Mexico stocks on Bolsa Mexicana end flat week near highs as Televisa scraps dividend — what’s next

Mexico City, Feb 28, 2026, 02:48 CST — The market has closed.

Mexico’s S&P/BMV IPC index closed Friday at 71,405.77, nudging up 0.02% for the day. For the week, though, it slipped roughly 0.04% from last Friday’s finish. Monday’s 1.12% drop set the tone, but the index managed to recover most of that loss by the weekend.

The flat close stands out, with Mexican stocks still hovering near record highs after a sharp climb. The IPC, now just under its 52-week top of about 72,111, has surged around 36% over the past year—so there’s not much room for negative surprises here. As a gauge of the biggest and most actively traded names on the Bolsa Mexicana de Valores, the index serves as a fast read on local risk sentiment.

The Bolsa is closed for the weekend, with trading set to resume Monday at 8:30 a.m. in Mexico City.
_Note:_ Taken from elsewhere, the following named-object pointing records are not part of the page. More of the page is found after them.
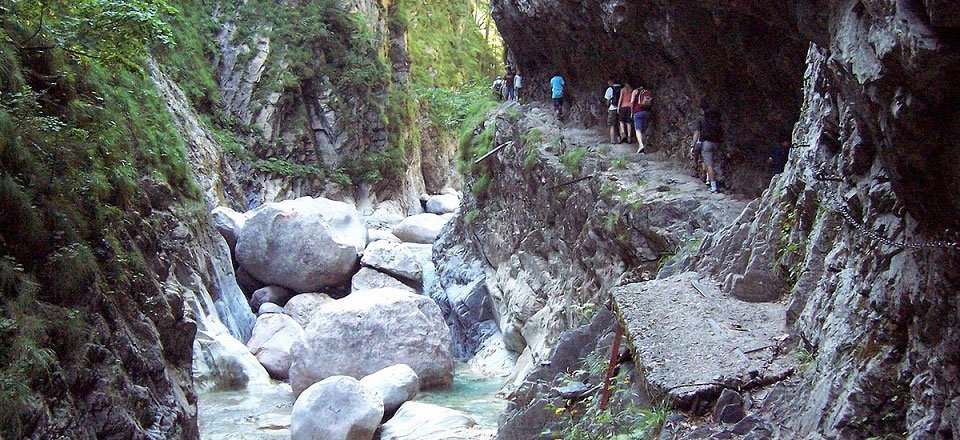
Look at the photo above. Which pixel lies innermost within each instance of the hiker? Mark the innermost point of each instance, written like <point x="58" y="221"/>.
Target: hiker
<point x="498" y="88"/>
<point x="509" y="81"/>
<point x="779" y="155"/>
<point x="611" y="96"/>
<point x="642" y="102"/>
<point x="710" y="132"/>
<point x="625" y="113"/>
<point x="517" y="84"/>
<point x="556" y="87"/>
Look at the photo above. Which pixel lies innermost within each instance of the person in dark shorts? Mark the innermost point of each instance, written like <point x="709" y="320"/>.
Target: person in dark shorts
<point x="710" y="132"/>
<point x="611" y="97"/>
<point x="625" y="113"/>
<point x="556" y="91"/>
<point x="641" y="114"/>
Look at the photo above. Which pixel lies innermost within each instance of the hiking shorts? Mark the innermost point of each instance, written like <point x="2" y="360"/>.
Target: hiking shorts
<point x="710" y="150"/>
<point x="612" y="118"/>
<point x="641" y="120"/>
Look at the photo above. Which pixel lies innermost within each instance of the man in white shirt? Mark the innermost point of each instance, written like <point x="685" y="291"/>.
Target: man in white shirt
<point x="612" y="97"/>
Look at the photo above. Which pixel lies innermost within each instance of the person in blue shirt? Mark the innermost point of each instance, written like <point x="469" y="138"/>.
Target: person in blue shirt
<point x="556" y="86"/>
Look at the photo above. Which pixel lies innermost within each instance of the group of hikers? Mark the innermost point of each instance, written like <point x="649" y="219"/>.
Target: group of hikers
<point x="629" y="115"/>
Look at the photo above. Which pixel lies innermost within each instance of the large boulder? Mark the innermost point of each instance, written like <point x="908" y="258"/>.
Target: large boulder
<point x="443" y="203"/>
<point x="396" y="384"/>
<point x="302" y="244"/>
<point x="368" y="278"/>
<point x="272" y="341"/>
<point x="415" y="420"/>
<point x="302" y="307"/>
<point x="420" y="228"/>
<point x="370" y="330"/>
<point x="273" y="294"/>
<point x="394" y="259"/>
<point x="228" y="223"/>
<point x="337" y="408"/>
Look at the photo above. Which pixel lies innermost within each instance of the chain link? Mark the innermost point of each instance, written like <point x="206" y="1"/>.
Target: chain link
<point x="840" y="207"/>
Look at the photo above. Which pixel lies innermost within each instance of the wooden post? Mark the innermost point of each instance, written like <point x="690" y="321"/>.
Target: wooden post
<point x="614" y="357"/>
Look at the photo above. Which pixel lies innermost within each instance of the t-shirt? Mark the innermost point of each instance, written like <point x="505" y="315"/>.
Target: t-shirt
<point x="608" y="96"/>
<point x="556" y="86"/>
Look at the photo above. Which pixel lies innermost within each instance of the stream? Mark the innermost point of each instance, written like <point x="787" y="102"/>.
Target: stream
<point x="263" y="411"/>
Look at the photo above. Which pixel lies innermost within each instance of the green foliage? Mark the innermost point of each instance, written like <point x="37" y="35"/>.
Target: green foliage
<point x="571" y="159"/>
<point x="78" y="146"/>
<point x="445" y="43"/>
<point x="109" y="32"/>
<point x="470" y="216"/>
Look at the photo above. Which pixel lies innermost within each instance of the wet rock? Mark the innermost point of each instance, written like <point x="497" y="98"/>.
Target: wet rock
<point x="337" y="408"/>
<point x="368" y="278"/>
<point x="224" y="363"/>
<point x="443" y="203"/>
<point x="266" y="308"/>
<point x="394" y="259"/>
<point x="228" y="223"/>
<point x="729" y="407"/>
<point x="396" y="384"/>
<point x="270" y="294"/>
<point x="302" y="244"/>
<point x="415" y="420"/>
<point x="271" y="343"/>
<point x="303" y="306"/>
<point x="420" y="228"/>
<point x="382" y="327"/>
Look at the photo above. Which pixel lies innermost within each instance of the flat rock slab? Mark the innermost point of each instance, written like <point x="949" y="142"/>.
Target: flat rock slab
<point x="690" y="344"/>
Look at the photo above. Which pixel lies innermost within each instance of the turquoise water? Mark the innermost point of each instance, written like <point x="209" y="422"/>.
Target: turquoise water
<point x="472" y="394"/>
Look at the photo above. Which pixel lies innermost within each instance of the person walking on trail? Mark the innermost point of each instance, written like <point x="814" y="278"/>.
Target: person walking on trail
<point x="517" y="84"/>
<point x="642" y="102"/>
<point x="556" y="88"/>
<point x="611" y="97"/>
<point x="498" y="88"/>
<point x="625" y="113"/>
<point x="509" y="79"/>
<point x="710" y="132"/>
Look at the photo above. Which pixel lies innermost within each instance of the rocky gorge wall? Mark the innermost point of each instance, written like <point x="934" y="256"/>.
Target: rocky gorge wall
<point x="856" y="236"/>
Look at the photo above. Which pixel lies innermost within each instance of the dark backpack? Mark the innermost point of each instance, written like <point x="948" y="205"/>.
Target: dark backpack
<point x="712" y="129"/>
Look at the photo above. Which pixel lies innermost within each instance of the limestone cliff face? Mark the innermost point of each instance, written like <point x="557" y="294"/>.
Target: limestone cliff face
<point x="745" y="57"/>
<point x="855" y="235"/>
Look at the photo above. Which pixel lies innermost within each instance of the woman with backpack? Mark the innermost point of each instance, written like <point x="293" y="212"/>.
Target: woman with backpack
<point x="709" y="131"/>
<point x="642" y="102"/>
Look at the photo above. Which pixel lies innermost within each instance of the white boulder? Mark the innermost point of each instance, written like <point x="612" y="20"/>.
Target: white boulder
<point x="271" y="343"/>
<point x="396" y="384"/>
<point x="302" y="307"/>
<point x="302" y="244"/>
<point x="443" y="203"/>
<point x="368" y="278"/>
<point x="337" y="408"/>
<point x="415" y="420"/>
<point x="394" y="259"/>
<point x="420" y="228"/>
<point x="370" y="330"/>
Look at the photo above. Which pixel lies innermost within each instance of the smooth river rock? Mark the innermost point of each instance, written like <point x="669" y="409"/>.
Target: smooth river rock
<point x="394" y="259"/>
<point x="396" y="384"/>
<point x="302" y="244"/>
<point x="415" y="420"/>
<point x="272" y="340"/>
<point x="370" y="330"/>
<point x="420" y="228"/>
<point x="337" y="408"/>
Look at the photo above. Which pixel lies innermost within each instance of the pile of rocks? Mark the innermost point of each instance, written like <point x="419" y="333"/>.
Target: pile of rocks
<point x="340" y="315"/>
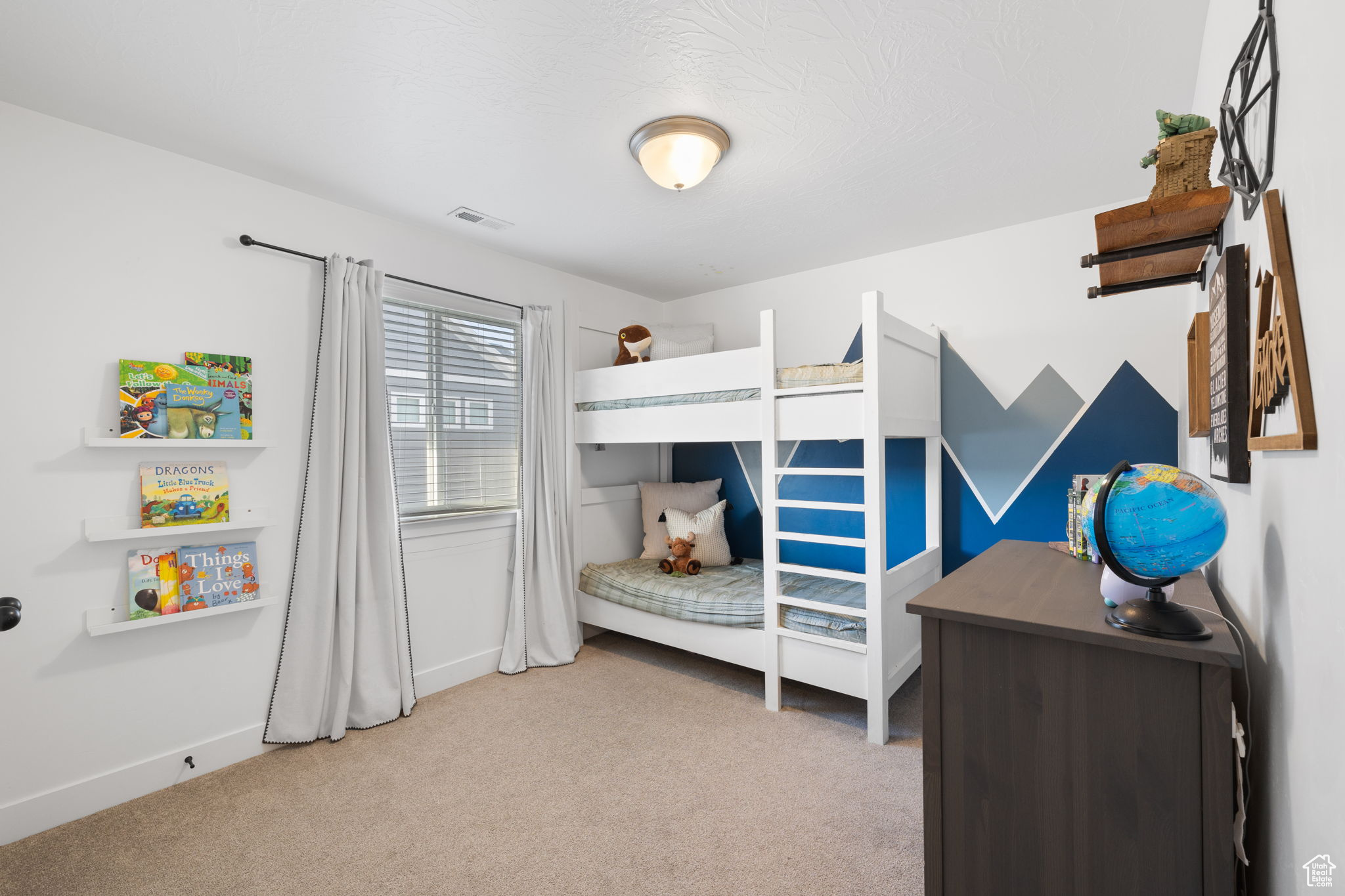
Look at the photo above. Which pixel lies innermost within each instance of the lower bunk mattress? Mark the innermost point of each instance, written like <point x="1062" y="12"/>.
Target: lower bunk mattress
<point x="726" y="595"/>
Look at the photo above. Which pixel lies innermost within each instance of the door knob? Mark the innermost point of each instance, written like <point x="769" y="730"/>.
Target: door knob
<point x="11" y="610"/>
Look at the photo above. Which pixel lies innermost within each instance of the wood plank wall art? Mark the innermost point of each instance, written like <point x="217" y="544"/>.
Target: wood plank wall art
<point x="1227" y="371"/>
<point x="1197" y="375"/>
<point x="1282" y="417"/>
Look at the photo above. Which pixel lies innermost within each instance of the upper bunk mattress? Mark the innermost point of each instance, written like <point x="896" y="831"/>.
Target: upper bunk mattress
<point x="725" y="595"/>
<point x="786" y="378"/>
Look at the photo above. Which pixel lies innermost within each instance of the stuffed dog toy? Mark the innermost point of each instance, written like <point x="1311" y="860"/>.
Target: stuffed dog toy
<point x="631" y="341"/>
<point x="681" y="559"/>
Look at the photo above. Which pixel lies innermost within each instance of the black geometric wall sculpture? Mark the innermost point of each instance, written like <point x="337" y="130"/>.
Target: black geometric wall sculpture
<point x="1247" y="113"/>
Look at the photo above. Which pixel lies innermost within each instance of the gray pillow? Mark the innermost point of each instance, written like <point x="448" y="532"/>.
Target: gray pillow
<point x="655" y="498"/>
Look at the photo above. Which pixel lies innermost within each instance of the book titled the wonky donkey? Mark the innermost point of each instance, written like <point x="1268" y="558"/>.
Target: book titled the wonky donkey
<point x="183" y="494"/>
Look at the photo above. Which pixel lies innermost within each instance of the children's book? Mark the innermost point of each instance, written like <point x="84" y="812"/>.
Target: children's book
<point x="152" y="584"/>
<point x="143" y="396"/>
<point x="202" y="409"/>
<point x="233" y="364"/>
<point x="225" y="373"/>
<point x="1083" y="482"/>
<point x="183" y="494"/>
<point x="217" y="575"/>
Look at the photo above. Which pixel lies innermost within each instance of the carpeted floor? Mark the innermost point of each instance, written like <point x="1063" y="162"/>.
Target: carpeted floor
<point x="638" y="770"/>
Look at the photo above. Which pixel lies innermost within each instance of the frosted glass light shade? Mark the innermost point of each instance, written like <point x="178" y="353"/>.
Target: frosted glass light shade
<point x="678" y="152"/>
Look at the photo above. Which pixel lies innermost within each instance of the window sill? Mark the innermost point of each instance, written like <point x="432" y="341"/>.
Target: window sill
<point x="459" y="523"/>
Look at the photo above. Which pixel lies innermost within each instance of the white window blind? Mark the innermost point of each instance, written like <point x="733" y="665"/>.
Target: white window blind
<point x="454" y="396"/>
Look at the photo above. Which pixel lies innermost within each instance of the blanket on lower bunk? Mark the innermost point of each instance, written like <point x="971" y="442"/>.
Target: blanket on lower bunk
<point x="726" y="595"/>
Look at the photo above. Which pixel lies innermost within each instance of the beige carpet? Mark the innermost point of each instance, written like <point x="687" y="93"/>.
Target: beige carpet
<point x="636" y="770"/>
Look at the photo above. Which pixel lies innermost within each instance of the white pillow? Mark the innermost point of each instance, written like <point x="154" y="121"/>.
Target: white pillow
<point x="684" y="496"/>
<point x="712" y="544"/>
<point x="680" y="341"/>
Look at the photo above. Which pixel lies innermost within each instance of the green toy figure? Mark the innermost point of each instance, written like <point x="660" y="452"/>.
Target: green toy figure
<point x="1170" y="125"/>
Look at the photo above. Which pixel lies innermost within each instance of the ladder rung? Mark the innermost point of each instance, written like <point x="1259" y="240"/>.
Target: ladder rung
<point x="820" y="505"/>
<point x="821" y="571"/>
<point x="818" y="539"/>
<point x="820" y="639"/>
<point x="822" y="606"/>
<point x="820" y="390"/>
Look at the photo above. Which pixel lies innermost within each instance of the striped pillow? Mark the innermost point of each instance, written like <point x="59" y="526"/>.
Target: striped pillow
<point x="712" y="544"/>
<point x="680" y="340"/>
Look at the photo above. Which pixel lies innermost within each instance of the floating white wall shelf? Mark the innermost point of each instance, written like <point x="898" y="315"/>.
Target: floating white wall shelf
<point x="110" y="620"/>
<point x="127" y="528"/>
<point x="106" y="437"/>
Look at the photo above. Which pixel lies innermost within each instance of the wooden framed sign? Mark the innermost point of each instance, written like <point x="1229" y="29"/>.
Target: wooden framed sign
<point x="1229" y="378"/>
<point x="1282" y="417"/>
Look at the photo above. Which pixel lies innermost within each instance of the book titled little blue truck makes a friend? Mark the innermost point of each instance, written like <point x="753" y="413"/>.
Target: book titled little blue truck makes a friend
<point x="183" y="494"/>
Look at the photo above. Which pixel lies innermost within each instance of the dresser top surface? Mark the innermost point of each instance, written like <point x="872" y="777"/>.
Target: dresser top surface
<point x="1029" y="587"/>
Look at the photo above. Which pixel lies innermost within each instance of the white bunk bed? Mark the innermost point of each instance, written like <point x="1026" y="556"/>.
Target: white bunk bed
<point x="898" y="398"/>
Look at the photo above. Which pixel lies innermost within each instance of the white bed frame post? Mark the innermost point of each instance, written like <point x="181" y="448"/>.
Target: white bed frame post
<point x="875" y="516"/>
<point x="770" y="516"/>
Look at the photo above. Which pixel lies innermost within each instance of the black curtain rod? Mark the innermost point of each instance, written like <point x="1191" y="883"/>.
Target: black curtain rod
<point x="248" y="241"/>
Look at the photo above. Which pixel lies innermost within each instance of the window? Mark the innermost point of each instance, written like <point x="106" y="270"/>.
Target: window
<point x="454" y="390"/>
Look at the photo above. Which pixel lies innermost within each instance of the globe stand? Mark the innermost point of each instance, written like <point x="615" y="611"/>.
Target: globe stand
<point x="1157" y="617"/>
<point x="1153" y="616"/>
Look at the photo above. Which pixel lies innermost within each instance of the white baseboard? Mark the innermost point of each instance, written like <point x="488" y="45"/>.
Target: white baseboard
<point x="33" y="815"/>
<point x="455" y="673"/>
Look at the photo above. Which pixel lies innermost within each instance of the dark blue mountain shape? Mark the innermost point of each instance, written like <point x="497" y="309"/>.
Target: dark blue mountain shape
<point x="856" y="351"/>
<point x="1128" y="421"/>
<point x="996" y="445"/>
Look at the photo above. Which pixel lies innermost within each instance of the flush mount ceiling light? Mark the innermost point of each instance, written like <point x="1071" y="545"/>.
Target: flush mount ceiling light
<point x="678" y="152"/>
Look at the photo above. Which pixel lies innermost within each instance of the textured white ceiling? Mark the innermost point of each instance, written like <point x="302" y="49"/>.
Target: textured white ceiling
<point x="858" y="127"/>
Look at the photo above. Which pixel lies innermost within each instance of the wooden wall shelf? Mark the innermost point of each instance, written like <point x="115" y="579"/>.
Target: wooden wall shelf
<point x="1157" y="244"/>
<point x="110" y="620"/>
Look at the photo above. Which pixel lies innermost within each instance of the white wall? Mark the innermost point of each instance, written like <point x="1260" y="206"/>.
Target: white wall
<point x="1009" y="301"/>
<point x="1281" y="571"/>
<point x="112" y="250"/>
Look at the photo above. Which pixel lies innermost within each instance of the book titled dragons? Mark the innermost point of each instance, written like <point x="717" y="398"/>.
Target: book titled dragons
<point x="183" y="494"/>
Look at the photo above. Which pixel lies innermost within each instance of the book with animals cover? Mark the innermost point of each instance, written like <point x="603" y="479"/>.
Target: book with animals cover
<point x="183" y="494"/>
<point x="218" y="575"/>
<point x="228" y="370"/>
<point x="152" y="584"/>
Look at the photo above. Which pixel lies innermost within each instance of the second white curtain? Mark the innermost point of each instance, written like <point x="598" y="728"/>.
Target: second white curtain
<point x="542" y="628"/>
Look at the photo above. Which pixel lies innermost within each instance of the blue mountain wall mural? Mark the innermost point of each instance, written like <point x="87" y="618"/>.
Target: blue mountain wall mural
<point x="1128" y="419"/>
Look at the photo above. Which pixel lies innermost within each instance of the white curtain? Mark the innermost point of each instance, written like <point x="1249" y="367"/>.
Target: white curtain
<point x="346" y="657"/>
<point x="542" y="628"/>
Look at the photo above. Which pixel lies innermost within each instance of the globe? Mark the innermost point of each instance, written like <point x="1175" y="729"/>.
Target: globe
<point x="1161" y="522"/>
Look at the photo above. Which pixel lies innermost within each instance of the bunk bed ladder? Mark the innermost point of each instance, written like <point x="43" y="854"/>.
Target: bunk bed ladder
<point x="875" y="526"/>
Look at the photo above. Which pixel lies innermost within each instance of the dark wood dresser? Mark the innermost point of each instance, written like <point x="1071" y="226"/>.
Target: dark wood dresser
<point x="1064" y="757"/>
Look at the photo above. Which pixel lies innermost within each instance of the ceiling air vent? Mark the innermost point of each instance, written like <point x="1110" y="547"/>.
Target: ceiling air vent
<point x="472" y="217"/>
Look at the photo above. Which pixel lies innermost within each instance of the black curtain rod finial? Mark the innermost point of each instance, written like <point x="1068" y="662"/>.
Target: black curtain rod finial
<point x="248" y="241"/>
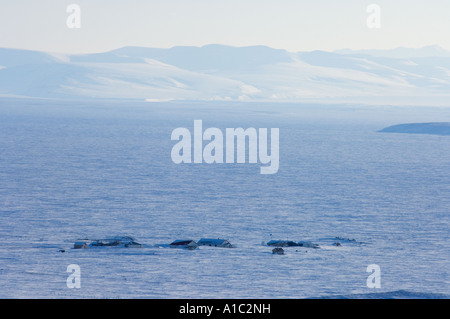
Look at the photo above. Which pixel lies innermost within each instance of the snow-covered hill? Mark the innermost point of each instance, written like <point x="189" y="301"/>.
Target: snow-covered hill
<point x="218" y="72"/>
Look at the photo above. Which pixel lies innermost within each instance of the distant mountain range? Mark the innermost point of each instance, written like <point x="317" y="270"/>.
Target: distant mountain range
<point x="218" y="72"/>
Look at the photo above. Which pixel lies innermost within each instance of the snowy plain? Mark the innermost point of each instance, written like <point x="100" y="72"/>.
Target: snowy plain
<point x="98" y="169"/>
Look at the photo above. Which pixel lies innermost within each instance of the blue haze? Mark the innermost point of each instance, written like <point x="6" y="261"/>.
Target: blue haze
<point x="97" y="169"/>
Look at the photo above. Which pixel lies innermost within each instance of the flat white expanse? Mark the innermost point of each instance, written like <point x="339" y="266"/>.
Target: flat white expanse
<point x="100" y="169"/>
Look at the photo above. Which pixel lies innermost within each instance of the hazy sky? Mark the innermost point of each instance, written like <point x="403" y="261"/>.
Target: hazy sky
<point x="294" y="25"/>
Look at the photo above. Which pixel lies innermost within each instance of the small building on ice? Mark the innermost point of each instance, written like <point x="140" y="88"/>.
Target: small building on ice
<point x="120" y="241"/>
<point x="289" y="243"/>
<point x="215" y="242"/>
<point x="184" y="243"/>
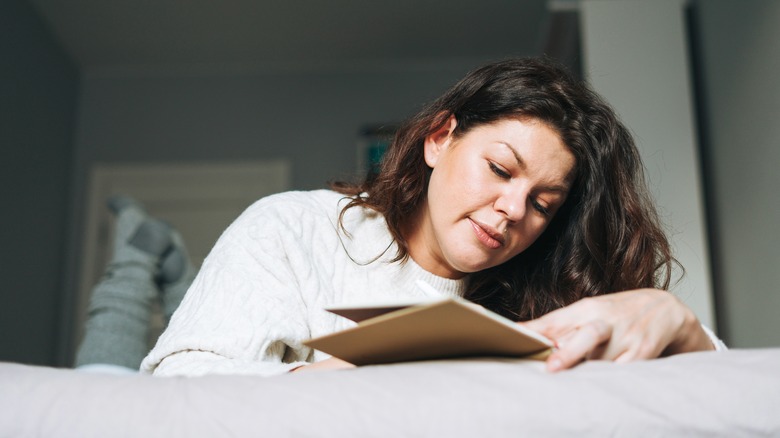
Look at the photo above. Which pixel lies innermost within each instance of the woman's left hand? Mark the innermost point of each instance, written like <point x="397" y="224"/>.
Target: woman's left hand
<point x="623" y="326"/>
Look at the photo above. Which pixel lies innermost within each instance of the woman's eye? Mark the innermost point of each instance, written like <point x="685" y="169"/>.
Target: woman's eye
<point x="498" y="171"/>
<point x="540" y="208"/>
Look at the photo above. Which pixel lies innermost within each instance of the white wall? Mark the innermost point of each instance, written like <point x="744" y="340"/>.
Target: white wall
<point x="635" y="54"/>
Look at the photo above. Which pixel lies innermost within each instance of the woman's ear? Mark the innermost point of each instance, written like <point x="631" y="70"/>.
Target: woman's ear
<point x="438" y="140"/>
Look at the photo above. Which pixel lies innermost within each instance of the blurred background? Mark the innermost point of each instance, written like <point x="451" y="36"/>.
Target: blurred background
<point x="199" y="107"/>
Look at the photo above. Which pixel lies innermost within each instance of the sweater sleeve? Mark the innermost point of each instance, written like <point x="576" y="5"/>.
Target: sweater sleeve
<point x="244" y="313"/>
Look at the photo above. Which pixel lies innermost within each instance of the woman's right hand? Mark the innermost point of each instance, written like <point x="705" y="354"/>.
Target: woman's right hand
<point x="327" y="364"/>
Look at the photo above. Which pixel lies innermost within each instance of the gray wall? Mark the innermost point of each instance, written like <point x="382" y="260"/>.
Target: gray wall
<point x="38" y="91"/>
<point x="739" y="66"/>
<point x="311" y="119"/>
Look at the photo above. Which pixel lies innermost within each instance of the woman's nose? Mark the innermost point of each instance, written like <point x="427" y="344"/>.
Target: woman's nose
<point x="512" y="204"/>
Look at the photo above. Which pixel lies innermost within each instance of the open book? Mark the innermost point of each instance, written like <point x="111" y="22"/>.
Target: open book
<point x="435" y="329"/>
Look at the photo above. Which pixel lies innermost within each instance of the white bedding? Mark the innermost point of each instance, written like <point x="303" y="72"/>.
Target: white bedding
<point x="734" y="393"/>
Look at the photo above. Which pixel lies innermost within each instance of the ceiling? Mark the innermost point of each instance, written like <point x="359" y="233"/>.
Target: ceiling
<point x="293" y="34"/>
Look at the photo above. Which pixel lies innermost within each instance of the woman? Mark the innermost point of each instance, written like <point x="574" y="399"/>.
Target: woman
<point x="517" y="189"/>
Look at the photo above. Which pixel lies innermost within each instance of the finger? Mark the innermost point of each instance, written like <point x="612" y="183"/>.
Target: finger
<point x="559" y="322"/>
<point x="578" y="345"/>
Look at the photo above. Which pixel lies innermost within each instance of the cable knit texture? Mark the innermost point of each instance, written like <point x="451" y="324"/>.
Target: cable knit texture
<point x="263" y="288"/>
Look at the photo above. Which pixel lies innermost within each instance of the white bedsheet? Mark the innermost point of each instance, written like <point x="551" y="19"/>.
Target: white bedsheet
<point x="729" y="394"/>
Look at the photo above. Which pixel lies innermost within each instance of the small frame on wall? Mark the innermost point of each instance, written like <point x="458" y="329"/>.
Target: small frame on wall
<point x="373" y="141"/>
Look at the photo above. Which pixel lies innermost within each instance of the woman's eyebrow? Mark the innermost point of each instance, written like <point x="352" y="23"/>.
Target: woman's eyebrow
<point x="519" y="159"/>
<point x="523" y="166"/>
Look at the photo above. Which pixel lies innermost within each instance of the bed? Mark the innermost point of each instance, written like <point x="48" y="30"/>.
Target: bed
<point x="729" y="394"/>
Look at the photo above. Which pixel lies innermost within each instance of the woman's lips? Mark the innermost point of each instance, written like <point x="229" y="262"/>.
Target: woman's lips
<point x="487" y="235"/>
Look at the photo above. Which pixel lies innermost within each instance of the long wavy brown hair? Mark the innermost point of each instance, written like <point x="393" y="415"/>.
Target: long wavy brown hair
<point x="605" y="238"/>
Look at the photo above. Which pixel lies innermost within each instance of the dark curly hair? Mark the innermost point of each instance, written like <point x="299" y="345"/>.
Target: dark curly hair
<point x="605" y="238"/>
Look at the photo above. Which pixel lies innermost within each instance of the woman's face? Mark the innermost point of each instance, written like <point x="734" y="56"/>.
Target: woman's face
<point x="492" y="193"/>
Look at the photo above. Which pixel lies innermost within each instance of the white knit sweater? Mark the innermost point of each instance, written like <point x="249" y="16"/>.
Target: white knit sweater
<point x="262" y="289"/>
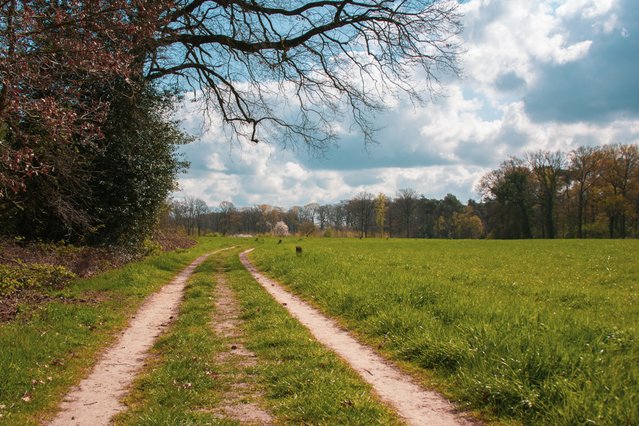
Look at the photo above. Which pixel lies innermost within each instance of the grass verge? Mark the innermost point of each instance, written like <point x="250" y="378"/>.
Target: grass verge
<point x="301" y="381"/>
<point x="49" y="347"/>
Traders now turn to company outlooks and upcoming data for cues, as the next Bank of Mexico policy announcement isn’t due until March 26.

Televisa shares tumbled 7.5% this week after the company pulled its planned regular 2026 dividend, a move tied to its ongoing review of telecom investments. “Suspending the payment of our regular dividend in 2026,” Cable and Sky chief Francisco Valim told analysts, noting that capital expenditures might approach 25% of sales. Meanwhile, competitor TV Azteca is still navigating U.S. bankruptcy, with its stock frozen since 2023. Reuters

Becle, the company behind Jose Cuervo, flagged a tough outlook for 2026 as it works through a reshuffle of its U.S. distribution network and faces weaker demand. The stock slid up to 5% early on. “This will be a transition year,” CFO Rodrigo de la Maza said. Scotiabank’s Felipe Ucros didn’t hold back, calling it “a quarter to forget” and warning the start of 2026 “doesn’t look too bright either,” pointing to a flat U.S. tequila market. Reuters

Away from stocks, Pemex’s recent figures continue to shadow Mexican assets. Investors tracking country risk and funding are paying attention as the state-run oil giant slashed its Q4 loss, yet finished 2025 saddled with $85.2 billion in financial debt. $13.4 billion of that comes due this year, according to a filing.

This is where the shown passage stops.